The modern Russian occupation also belongs to the equally old, equally ugly traditions of Russian imperialism and Soviet genocide. Moscow wants to obliterate Ukraine as a separate country, and Ukrainian as a distinct identity. The occupiers thought that task would be easy, because, like Putin, they assumed that the Ukrainian state and Ukrainian society are weak. But they are not. That clash between assumption and reality has also forced the occupiers to broaden their use of violence. Wayne Jordash, a British barrister who documents Russian war crimes in Ukraine, argued in a Reckoning Project interview that the extraordinary number of detention centers in occupied Ukraine represent the Russian army’s attempt to fulfill its original plan, which was “to capture and kill all the leaders” of Ukraine. But as the occupation dragged on, “the idea of leaders got bigger. It was originally ‘Zelensky and the government,’ and it quite quickly, inevitably, became ‘local leaders,’ which includes everyone from military to civil servants to journalists, to teachers—anybody who had a connection with the Ukrainian state.”

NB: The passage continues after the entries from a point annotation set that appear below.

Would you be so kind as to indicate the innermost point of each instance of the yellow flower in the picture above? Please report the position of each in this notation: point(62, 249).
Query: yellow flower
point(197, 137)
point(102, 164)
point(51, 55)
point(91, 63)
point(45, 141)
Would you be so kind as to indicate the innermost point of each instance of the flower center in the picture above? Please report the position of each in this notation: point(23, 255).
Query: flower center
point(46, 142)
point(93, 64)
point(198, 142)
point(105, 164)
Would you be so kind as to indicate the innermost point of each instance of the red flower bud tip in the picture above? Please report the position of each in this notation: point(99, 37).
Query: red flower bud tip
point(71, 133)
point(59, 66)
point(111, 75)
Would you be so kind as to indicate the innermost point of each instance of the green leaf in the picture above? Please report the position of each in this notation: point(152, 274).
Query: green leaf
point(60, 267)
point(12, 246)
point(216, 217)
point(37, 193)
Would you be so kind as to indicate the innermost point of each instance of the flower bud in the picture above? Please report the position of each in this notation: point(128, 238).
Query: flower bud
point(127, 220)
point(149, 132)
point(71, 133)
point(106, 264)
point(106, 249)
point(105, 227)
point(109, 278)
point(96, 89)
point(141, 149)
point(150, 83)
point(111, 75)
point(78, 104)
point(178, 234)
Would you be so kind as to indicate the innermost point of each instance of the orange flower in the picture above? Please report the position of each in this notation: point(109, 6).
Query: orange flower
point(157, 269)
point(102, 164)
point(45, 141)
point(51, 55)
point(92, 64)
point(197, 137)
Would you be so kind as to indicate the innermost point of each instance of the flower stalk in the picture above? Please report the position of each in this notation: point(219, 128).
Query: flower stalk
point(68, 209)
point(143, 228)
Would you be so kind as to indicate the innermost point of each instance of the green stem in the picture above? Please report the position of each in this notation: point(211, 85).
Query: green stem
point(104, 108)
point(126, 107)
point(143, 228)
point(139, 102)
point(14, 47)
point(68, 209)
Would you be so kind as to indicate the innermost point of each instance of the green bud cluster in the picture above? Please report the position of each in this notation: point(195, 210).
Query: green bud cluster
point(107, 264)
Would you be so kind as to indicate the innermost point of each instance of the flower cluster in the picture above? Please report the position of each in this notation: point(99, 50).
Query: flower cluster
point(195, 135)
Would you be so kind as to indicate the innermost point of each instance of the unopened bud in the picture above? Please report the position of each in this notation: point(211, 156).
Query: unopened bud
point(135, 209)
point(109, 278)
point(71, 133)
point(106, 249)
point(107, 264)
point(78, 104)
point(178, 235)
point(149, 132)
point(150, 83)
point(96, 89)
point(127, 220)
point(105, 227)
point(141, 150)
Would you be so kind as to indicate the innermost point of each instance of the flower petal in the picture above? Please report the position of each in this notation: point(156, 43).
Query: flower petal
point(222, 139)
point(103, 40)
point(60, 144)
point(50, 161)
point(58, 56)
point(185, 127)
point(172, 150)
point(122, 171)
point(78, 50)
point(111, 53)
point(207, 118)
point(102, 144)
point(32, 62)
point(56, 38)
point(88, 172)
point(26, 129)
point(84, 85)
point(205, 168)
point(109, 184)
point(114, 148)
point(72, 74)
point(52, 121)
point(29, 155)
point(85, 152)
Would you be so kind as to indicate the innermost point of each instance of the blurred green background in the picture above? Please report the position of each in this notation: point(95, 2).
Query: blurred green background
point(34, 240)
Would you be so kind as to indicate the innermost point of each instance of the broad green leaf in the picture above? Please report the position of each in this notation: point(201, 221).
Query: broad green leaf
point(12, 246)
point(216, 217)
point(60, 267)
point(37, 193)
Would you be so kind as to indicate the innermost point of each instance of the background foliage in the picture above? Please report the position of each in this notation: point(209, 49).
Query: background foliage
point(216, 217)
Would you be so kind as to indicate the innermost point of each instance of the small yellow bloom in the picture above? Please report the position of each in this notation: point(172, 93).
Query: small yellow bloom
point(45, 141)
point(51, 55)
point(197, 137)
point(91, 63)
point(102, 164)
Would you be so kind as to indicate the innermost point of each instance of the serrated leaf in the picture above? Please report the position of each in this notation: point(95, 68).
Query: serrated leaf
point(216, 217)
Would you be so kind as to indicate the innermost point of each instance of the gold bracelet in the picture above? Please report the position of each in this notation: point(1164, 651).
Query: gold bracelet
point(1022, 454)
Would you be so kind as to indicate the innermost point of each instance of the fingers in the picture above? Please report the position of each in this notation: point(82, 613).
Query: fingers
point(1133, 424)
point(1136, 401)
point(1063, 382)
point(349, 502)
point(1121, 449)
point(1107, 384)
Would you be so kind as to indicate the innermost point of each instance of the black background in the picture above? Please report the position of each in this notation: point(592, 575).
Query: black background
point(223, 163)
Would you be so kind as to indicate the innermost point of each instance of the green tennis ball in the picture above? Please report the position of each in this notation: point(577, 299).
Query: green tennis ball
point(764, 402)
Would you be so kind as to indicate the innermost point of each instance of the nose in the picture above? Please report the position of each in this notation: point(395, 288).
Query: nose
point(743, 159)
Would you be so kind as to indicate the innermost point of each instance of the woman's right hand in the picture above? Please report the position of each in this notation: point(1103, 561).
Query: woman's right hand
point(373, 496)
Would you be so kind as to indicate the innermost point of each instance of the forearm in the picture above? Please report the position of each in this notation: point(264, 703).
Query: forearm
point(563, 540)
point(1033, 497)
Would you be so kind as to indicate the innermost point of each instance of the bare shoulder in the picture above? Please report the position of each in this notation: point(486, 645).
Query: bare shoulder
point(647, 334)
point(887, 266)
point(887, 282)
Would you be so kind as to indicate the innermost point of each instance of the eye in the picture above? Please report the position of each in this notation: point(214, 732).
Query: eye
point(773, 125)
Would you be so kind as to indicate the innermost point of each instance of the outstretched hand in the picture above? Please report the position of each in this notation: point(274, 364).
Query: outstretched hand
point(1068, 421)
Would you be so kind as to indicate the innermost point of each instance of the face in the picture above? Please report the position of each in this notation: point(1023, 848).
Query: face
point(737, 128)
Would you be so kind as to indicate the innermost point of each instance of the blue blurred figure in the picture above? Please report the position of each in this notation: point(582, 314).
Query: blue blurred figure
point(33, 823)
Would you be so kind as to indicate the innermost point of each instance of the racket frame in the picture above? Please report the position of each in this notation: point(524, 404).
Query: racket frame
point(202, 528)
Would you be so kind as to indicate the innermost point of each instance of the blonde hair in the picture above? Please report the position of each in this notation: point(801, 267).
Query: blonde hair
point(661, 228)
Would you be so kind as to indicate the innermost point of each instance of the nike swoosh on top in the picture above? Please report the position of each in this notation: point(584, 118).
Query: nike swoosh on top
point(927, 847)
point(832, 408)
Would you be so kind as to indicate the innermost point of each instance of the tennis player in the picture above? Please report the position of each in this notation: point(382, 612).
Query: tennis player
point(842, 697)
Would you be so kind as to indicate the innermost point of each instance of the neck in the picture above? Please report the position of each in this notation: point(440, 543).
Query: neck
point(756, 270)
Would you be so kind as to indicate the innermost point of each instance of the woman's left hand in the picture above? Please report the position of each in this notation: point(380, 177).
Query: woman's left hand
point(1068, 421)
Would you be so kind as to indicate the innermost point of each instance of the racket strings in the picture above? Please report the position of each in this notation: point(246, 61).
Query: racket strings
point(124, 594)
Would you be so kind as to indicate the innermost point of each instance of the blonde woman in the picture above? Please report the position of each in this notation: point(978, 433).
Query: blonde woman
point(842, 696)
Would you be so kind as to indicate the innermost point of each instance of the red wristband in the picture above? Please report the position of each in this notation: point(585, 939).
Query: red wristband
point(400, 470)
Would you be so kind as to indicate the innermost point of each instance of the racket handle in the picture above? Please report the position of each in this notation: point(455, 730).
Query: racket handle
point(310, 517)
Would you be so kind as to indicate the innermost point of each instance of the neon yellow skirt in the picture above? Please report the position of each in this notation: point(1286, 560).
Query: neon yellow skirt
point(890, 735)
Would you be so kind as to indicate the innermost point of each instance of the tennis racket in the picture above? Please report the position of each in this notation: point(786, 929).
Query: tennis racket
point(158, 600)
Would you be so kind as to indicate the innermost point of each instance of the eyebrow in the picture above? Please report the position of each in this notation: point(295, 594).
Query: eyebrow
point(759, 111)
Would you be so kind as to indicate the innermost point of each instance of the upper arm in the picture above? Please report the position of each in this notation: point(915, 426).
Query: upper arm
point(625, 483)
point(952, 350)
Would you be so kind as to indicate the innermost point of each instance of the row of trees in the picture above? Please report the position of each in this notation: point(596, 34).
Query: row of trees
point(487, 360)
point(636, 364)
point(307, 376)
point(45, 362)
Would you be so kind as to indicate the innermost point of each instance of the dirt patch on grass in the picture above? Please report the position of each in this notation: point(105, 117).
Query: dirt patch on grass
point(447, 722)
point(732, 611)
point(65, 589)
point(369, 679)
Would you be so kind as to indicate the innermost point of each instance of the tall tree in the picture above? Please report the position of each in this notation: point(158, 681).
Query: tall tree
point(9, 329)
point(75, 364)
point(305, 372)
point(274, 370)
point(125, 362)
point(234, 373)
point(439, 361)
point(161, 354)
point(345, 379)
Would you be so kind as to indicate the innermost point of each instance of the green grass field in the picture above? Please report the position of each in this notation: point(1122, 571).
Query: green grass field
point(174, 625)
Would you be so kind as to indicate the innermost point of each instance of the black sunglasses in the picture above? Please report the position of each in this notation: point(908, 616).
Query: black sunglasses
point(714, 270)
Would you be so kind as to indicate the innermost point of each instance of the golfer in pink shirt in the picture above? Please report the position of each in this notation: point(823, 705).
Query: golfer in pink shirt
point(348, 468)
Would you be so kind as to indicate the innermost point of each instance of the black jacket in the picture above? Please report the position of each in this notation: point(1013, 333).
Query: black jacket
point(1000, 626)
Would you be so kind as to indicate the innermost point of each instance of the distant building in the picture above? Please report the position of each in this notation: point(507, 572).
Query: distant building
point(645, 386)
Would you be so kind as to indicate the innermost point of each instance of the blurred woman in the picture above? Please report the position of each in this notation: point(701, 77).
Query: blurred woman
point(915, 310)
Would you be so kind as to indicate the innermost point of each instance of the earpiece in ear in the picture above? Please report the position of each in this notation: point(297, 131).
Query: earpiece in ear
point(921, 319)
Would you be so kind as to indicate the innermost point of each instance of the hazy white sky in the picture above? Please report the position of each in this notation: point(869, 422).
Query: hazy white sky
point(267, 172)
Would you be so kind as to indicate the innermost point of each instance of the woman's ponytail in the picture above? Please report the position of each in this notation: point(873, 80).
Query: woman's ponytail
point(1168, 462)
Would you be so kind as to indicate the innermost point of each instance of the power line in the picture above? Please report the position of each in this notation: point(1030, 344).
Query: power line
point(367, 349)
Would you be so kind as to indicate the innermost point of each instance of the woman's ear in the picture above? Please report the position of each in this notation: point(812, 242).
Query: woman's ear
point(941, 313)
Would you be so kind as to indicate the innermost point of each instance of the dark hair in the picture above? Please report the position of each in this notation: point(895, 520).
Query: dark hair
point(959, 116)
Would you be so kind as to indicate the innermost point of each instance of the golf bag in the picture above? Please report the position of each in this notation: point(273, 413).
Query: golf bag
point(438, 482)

Failure and incompetence lead to violence; violence creates more resistance; and resistance, so hard for the invaders to comprehend, creates wider, broader, ever more random destruction, pain, and suffering. This is the logic of genocide, and it is unfolding right now, in our time, in the occupied Ukrainian territories that have not yet been liberated, in the towns where Russian soldiers still arrest people arbitrarily on the street, in the villages where the Ukrainian state cannot yet count the torture chambers, let alone shut them down.
Stara Zburjivka itself remains under occupation, although Marunyak, its devoted mayor, now lives in exile in Latvia. From there he tries to keep in touch with his former constituents, to help if he can, to advise or to listen, to keep together the threads of a society that the Russians are cruelly, haphazardly unraveling. “They didn’t understand anything,” Marunyak says now, “but just spoiled people’s lives.” They discovered a world different from the one they knew. And so they smashed it up, hit back at it, and are still trying to destroy it forever.
Oleh Baturin, Natalia Bimbirayte, and Natalia Kurdiukova contributed reporting.